Plt Kepala SDN Klender 04, Dwiyanti Lestari, menjelaskan bahwa Hafithar akan pindah ke sekolah di wilayah Bogor atau lokasi yang lebih dekat dengan tempat tinggal barunya. Selama masa transisi, Hafithar tinggal menumpang di rumah temannya bernama Gibran yang berada di wilayah Kecamatan Duren Sawit.
Peran Sekolah dan Komunitas
Sekolah SDN Klender 04 juga memberikan dukungan kepada Hafithar. Sebelumnya, pihak sekolah menawarkan bantuan untuk pemindahan sekolah ke wilayah Tangerang. Namun, Hafithar menolak karena merasa nyaman dengan guru dan teman-temannya di sekolah saat ini.
Selain itu, banyak orang tua murid di SDN Klender 04 yang menawarkan tempat tinggal sementara bagi Hafithar. Namun, baru-baru ini Hafithar setuju untuk tinggal di rumah Gibran, sehingga ia tidak lagi harus menempuh perjalanan jauh.
Karakteristik Hafithar yang Menginspirasi
Hafithar dikenal sebagai siswa yang baik, berani, dan aktif dalam kegiatan ekstrakurikuler. Ia juga termasuk anak yang rajin dan memiliki semangat belajar yang tinggi. Bahkan, ia sudah mampu menghafal Iqra dua atau Iqra tiga, yang menunjukkan kemampuan akademiknya yang luar biasa.
Kepala Satuan Pelaksana (Kasatlak) Pendidikan Kecamatan Duren Sawit, Farida Farhah, menyebut Hafithar sebagai anak cerdas, pintar, mandiri, dan sangat bersemangat. Ia juga dikenal ramah dan aktif berkomunikasi dengan teman-temannya, meskipun seringkali harus berangkat pagi buta dari rumahnya di Tangerang.
Farida juga menyampaikan bahwa Hafithar pernah membagikan contoh tentang pentingnya memakan makanan bergizi, seperti MBG (Makanan Beragam Gizi), dengan teman-temannya. Hal ini menunjukkan kepribadiannya yang positif dan ingin membantu orang lain.
Viral di Media Sosial
Sebelumnya, sebuah video yang merekam Hafithar sedang mempercayai tali sepatunya saat turun di Stasiun Tanah Abang, Jakarta Pusat, menjadi viral di media sosial. Video tersebut diunggah oleh akun TikTok @mujisambo dan menunjukkan betapa gigihnya Hafithar dalam menjalani rutinitas harian.
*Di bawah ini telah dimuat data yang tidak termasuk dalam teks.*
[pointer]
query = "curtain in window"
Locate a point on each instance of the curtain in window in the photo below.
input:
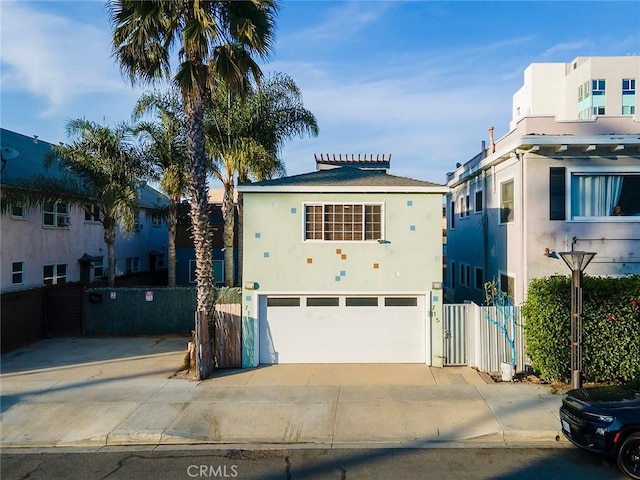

Video tersebut membuat banyak netizen terkejut karena melihat anak SD yang berangkat sekolah pada pukul 04.40 WIB. Banyak komentar positif yang muncul, menyebut Hafithar sebagai contoh teladan bagi sesama siswa.
Kesimpulan
Nasib Hafithar menjadi bukti bahwa semangat dan tekad bisa mengubah segalanya. Meski harus menempuh perjalanan jauh, ia tetap menunjukkan ketangguhan dan keberanian. Kini, dengan pindah ke sekolah di Bogor, Hafithar diharapkan bisa lebih fokus pada pendidikannya tanpa harus melewati perjalanan yang melelahkan.